注意这里sock_graft函数，函数实现在include/net/sock.h文件中。第一个参数是struct sock sk, 这是通过获取accept queue中第一项找到的，是在三次握手阶段创建的；第二个参数是struct socket parent，这是一个网络编程时看到的一个概念，与kernel中的sock有着本质的区别。
同时也要注意到kernel中命名的一个小规律：
struct socket 结构体的实例化名字，常缩写成sock
struct sock结构体的实例化名字，常缩写成sk

BSD socket与sock结构体的关系

同时sock_graft函数也很直接的现实了BSD socket结构体与sock结构体的关系，源代码不长就直接贴出来了。需要注意的是，这里为了完整的展现sock_graft的功能，手动的展开了inline函数。

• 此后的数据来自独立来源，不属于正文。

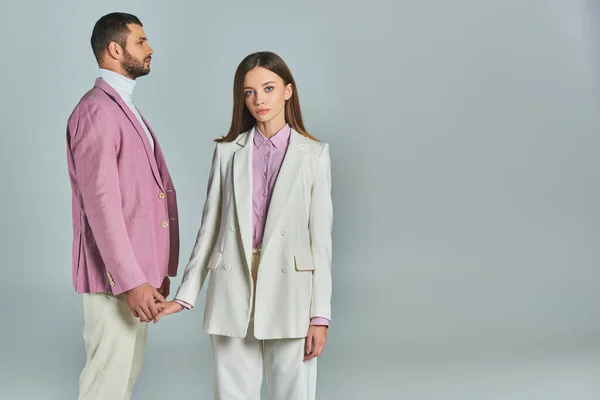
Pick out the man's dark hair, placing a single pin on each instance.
(111, 28)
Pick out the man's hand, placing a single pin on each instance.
(170, 307)
(141, 301)
(315, 341)
(165, 288)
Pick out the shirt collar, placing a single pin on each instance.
(279, 140)
(123, 85)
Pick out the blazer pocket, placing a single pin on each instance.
(214, 260)
(304, 262)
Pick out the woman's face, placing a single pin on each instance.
(265, 94)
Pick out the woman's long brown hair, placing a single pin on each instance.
(241, 119)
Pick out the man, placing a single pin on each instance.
(126, 234)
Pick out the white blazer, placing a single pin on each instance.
(294, 274)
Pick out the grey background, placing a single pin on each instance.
(464, 140)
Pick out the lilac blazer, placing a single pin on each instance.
(125, 224)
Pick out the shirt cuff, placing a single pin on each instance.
(319, 321)
(183, 303)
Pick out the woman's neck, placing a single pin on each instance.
(270, 128)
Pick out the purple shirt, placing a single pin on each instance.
(267, 158)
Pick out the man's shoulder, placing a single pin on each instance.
(94, 102)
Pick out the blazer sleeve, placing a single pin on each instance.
(196, 270)
(93, 146)
(320, 227)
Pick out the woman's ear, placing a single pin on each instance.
(287, 94)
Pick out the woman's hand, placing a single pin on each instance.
(315, 341)
(170, 307)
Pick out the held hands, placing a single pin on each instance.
(170, 307)
(142, 301)
(315, 341)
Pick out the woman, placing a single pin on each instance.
(265, 238)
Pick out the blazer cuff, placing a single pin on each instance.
(319, 321)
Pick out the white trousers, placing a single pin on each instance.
(114, 344)
(238, 365)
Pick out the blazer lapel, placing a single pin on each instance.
(289, 173)
(100, 83)
(242, 189)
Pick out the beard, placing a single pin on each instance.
(134, 67)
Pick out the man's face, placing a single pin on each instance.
(137, 53)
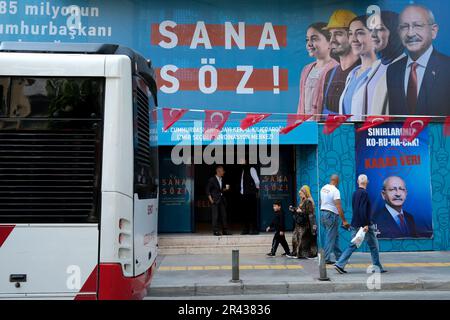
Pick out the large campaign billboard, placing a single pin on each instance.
(399, 180)
(311, 57)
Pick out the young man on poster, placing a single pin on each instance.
(418, 83)
(340, 49)
(392, 220)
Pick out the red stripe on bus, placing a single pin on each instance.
(227, 79)
(5, 231)
(216, 34)
(89, 289)
(113, 285)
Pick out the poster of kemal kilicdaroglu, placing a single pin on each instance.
(399, 181)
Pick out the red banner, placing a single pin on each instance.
(373, 121)
(447, 127)
(214, 122)
(172, 115)
(413, 126)
(334, 121)
(293, 121)
(253, 118)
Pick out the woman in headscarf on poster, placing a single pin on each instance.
(389, 49)
(312, 80)
(304, 237)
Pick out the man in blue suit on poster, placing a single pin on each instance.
(419, 84)
(392, 221)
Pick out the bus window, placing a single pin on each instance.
(4, 88)
(56, 98)
(51, 150)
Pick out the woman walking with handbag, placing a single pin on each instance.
(304, 238)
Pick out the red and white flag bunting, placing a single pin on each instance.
(447, 127)
(334, 121)
(172, 115)
(413, 126)
(293, 121)
(373, 121)
(253, 118)
(214, 122)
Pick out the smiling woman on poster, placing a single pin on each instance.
(354, 97)
(313, 76)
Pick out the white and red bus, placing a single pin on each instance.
(78, 171)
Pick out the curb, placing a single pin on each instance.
(291, 288)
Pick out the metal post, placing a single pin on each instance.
(322, 267)
(235, 266)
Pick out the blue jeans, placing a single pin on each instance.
(372, 241)
(330, 221)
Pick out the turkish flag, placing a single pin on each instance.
(253, 118)
(413, 126)
(334, 121)
(373, 121)
(172, 115)
(214, 122)
(293, 121)
(447, 127)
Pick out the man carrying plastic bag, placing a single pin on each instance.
(362, 228)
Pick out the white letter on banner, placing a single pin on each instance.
(169, 34)
(238, 37)
(202, 79)
(200, 36)
(241, 89)
(268, 37)
(167, 77)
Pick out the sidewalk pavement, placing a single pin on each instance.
(208, 275)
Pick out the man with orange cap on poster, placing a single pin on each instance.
(340, 50)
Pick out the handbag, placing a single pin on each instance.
(301, 219)
(359, 237)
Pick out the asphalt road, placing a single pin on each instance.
(391, 295)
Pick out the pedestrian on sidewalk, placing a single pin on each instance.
(362, 218)
(214, 191)
(304, 238)
(331, 210)
(249, 190)
(278, 226)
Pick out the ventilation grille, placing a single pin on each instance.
(48, 175)
(143, 129)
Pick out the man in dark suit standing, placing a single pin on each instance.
(392, 220)
(419, 84)
(214, 190)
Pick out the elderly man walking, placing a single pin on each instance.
(362, 218)
(331, 208)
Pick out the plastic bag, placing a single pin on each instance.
(359, 238)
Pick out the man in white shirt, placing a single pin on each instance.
(249, 188)
(392, 221)
(331, 210)
(418, 83)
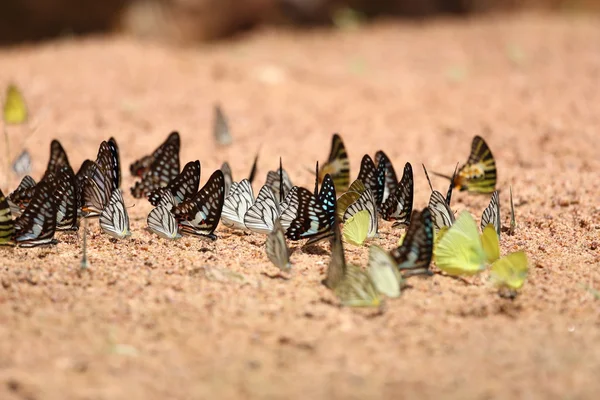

static inline void sock_graft(struct sock *sk, struct socket *parent)
{
    write_lock_bh(&sk->sk_callback_lock);
    sk->sk_wq = parent->wq;
    parent->sk = sk;
    sk->sk_tx_queue_mapping = -1;
    sk->sk_socket = parent;
    write_unlock_bh(&sk->sk_callback_lock);
}

至于file, inode 和 socket结构体的关系用文字表达比较费劲，推荐看下书中的Figure 4.21, Figure 4.22再结合代码理解。

Connect过程及相关结构体

客户端建立一个TCP connection需要做的事情相对简单。先调用socket()新建一个BSD socket，然后调用connect函数与远端相连即可。引用一段书中的一段更详细准确的解释如下：

Socket():
    1. Identify correct set of socket & protocol operations and  
    link them together with the help of sock & socket structure.  
    2. Initialize some of the fields of protocol specific data structures.  
    3. Hook this socket to the vfs and associate this socket to the inode.

Connect():

    1. Let the kernel know what services (server port number) you want to avail and  
    from where (IP address).  
    2. Initializes protocol specific data structures, allocates resources for client  
    application, and sets up complete procotol stack for the client side.  
    3. By default, connect blocks and returns to the application once the connection  
    is established with the server else returns an error number.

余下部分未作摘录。